Wilmington, DE, March 31 and April 1

Posted by admin at Apr 11, 2012 11:35 AM |
A major employee hub, Wilmington is a great place to see Amtrak at work—and to catch-up with friends old and new.
The Exhibit Train resting at the Wilmington platform; the stations signature clock tower rises on the right above the canopies and roofs
Model train display at Wilmington showcases an Amtrak consist
Family Day for Amtrak employees featured a delicious cookout

The Exhibit Train resting at the Wilmington platform; the stations signature clock tower rises on the right above the canopies and roofs

Model train display at Wilmington showcases an Amtrak consist

Family Day for Amtrak employees featured a delicious cookout

Left to right: Bert DiClemente, Amtrak Board of Directors; Amtrak President and CEO Joseph Boardman; APD Sergeant John Cullinan; and John Mattoccia
NCPU 406, attached to the Exhibit Train, behind the nose of the Acela locomotive
Family Day for Amtrak employees featured a delicious cookout

Left to right: Bert DiClemente, Amtrak Board of Directors; Amtrak President and CEO Joseph Boardman; APD Sergeant John Cullinan; and John Mattoccia

NCPU 406, attached to the Exhibit Train, behind the nose of the Acela locomotive

A clown (a CNOC employee) performed for the children

We’d been looking forward to the Exhibit Train stop in Wilmington for weeks because the city is home to hundreds of employees working in the Consolidated National Operations Center (CNOC), High-Speed Rail Training Facility, Bear and Wilmington maintenance and repair shops and rail yards, and the train station that was beautifully renovated last year and renamed in honor of Vice President of the United States Joseph Biden, Jr. As a senator from Delaware, Biden often rode the train back and forth to the nation’s capital, and thus knew the station well.

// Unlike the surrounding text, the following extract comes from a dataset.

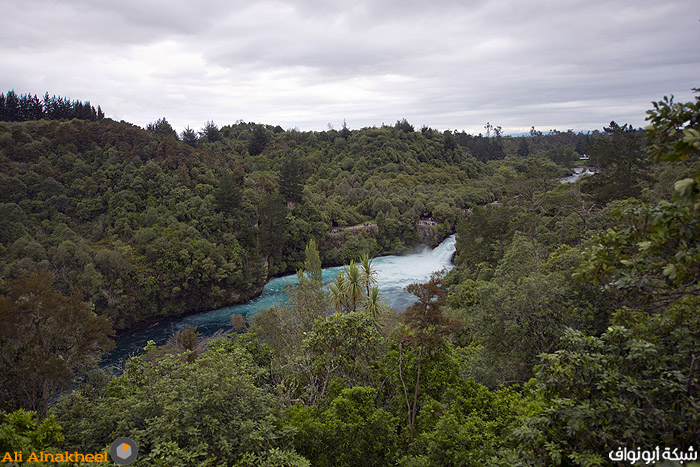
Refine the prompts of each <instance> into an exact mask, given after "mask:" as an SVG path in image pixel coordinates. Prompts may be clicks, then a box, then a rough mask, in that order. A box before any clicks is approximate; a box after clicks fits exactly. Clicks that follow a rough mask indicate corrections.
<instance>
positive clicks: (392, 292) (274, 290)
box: [106, 235, 456, 364]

CNOC is the nerve center of Amtrak operations with numerous “desks” (work groups) overseeing various aspects of the nation’s intercity passenger rail network. Twenty four hours a day, seven days a week, the two Train Movements Desks monitor trains in the Northeast, Mid-Atlantic, Southern, Central, Southwest, and Pacific divisions to track service disruptions and on-time performance.

The Locomotive Desk watches over approximately 400 locomotives while the Car Desk has responsibility for more than 1,700 pieces of equipment across the country. A group of employees keeps an eye on freight trains moving over Amtrak-owned tracks while others take care of dispatching for the Train and Engine and On-Board Service Crews. CNOC also manages charter train movements, Amtrak Thruway bus scheduling, and changes to the national schedules. The Customer Service Desk located at CNOC issues Twitter messages for service interruptions on the Northeast Corridor to keep passengers informed of unexpected delays.

At the High-Speed Rail Training Facility, engineers, conductors and on-board staff train for Acela Express service. It houses a full-scale motion simulator that duplicates the experience of operating Acela Express trains from inside the cab, an on-board service-training lab complete with seats, tables and food preparation areas, and nine classrooms.

All Amfleet cars—the rounded ones familiar to most passengers east of the Mississippi River—as well as all electric locomotives used on the Northeast Corridor, are maintained, repaired, and overhauled at the Bear and Wilmington shops adjacent to downtown. Highly skilled employees are experts in air brake valve refurbishment, HVAC overhaul and electric and diesel locomotive rebuilds. Other specialties include car overhaul, interior upgrades, root cause analysis and equipment painting and trim work. Passengers in the west may be more familiar with the bi-level Superliner equipment, which is maintained at another Amtrak facility in Beech Grove, Ind.

The presence of the Exhibit Train provided a great opportunity to hold a special Employee Appreciation Day to thank everyone for their hard work and contributions that made last year one of Amtrak’s most successful ever—in FY 2011, ridership broke all previous records to reach 30.2 million passenger trips. Amtrak President and CEO Joseph Boardman was on hand to speak to the crowd and meet with families during lunch. He was joined by Bert DiClemente, a member of Amtrak’s Board of Directors, as well as Thomas Carper, one of Delaware’s U.S. Senators.

Although Saturday was a bit overcast, employees volunteered to fire up the grills and briskly turn out hotdogs and hamburgers. The party atmosphere was enhanced by the talents of an employee-turned-DJ who took requests and got people dancing. Kids enjoyed the routine of a clown (another CNOC employee) dressed in colorful polka dots and stripes, while adults and children alike had their faces painted with whatever they could dream up.

Employees also volunteered their time to staff the Exhibit Train, welcoming visitors and answering questions about the objects on display. The historic station, especially the trackside waiting room, hummed with activity as people stopped to look at the displays set up by our stop partners, including DART Transit, Operation Lifesaver Delaware and the National Association of Railroad Passengers. The Northern Delaware Model Railroad Club and the Delaware Large Scalers Garden Railroad Club set up layouts that caught the eye of visitors young and old—they of course featured Amtrak trains gliding along the rails.

A number of local museums and cultural institutions also distributed brochures and told visitors about their programs and activities. Among them were the Hagley Museum and Library, World Café Live at the Queen and the Wilmington and Western Railroad, as well as two station neighbors, the Delaware Theatre Company and the Delaware Center for the Contemporary Arts. The Wilmington station, designed by Philadelphia architect Frank Furness, has long been a landmark along the Christina River. Known for dozens of railroad commissions, Furness had earlier drawn up plans for the Baltimore and Ohio Railroad depot on West Street. Representatives of the Friends of the Furness Railroad District excitedly told attendees about the history of the two stations. They pointed out special decorative features and described how Furness impacted American architecture in the Victorian Era.

Our next stop takes us to Longview, Texas, where we’re proud to be part of a groundbreaking ceremony to mark the start of a project that will see the city’s old depot renovated into a modern intermodal facility. Hope to see you there!